No hay cuarteto: Christopher Walken es un solista con trío

El último concierto. Drama, EE UU, 2012, 105 min. Dirección: Yaron Ziberman. Guión: Seth Grossman, Yaron Ziberman. Fotografía: Frederick Elmes. Intérpretes: Philip Seymour Hoffman, Christopher Walken, Catherine Keener, Jeremy Northam.

El cine heredó del teatro la llamada pieza bien hecha, un mecanismo cómico o dramático que funciona con la perfección y previsibilidad de un reloj. Con el tiempo desarrolló una variante que pretende ir más allá del mero entretenimiento. Peter Shaffer con Equus, Edward Albee con ¿Quién teme a Virginia Woolf?, John Patrick Shanley con La duda o Yasmina Reza con Un Dios salvaje son ejemplos muy conocidos. La clave para lograr el éxito con este tipo de piezas reside en dos factores. Uno es que la acción se concentre en pocos personajes y un objetivo perseguido por ellos obsesivamente en una atmósfera cerrada. El otro es el talento interpretativo de esos pocos actores. Recuerden al Burton y al Firth de Equus, al dúo Taylor-Burton en ¿Quién teme a Virginia Woolf?, el duelo entre Meryl Streep y Seymour Hoffman en La duda o el cuarteto formado por Winslet, Waltz, Foster y Reilly en Un dios salvaje.

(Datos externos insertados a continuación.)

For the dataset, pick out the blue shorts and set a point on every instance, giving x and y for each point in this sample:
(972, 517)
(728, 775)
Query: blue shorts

El último concierto es una pieza bien hecha que plantea un buen argumento obsesivo resuelto casi enteramente en unos pocos interiores, interpretada con perfección por un deslumbrante cuarteto de actores. Luego la cosa funciona. Un prestigioso cuarteto de cuerda que lleva 25 años dando conciertos por todo el mundo. El chelista y alma del grupo afectado por un párkinson incipiente. La armonía, precisamente la armonía, rota entre ellos: lo construido pacientemente a base de talento, trabajo, precisión, sensibilidad y amistad durante un cuarto de siglo se resquebraja. Corrientes subterráneas de frustración, desamor y envidia afloran.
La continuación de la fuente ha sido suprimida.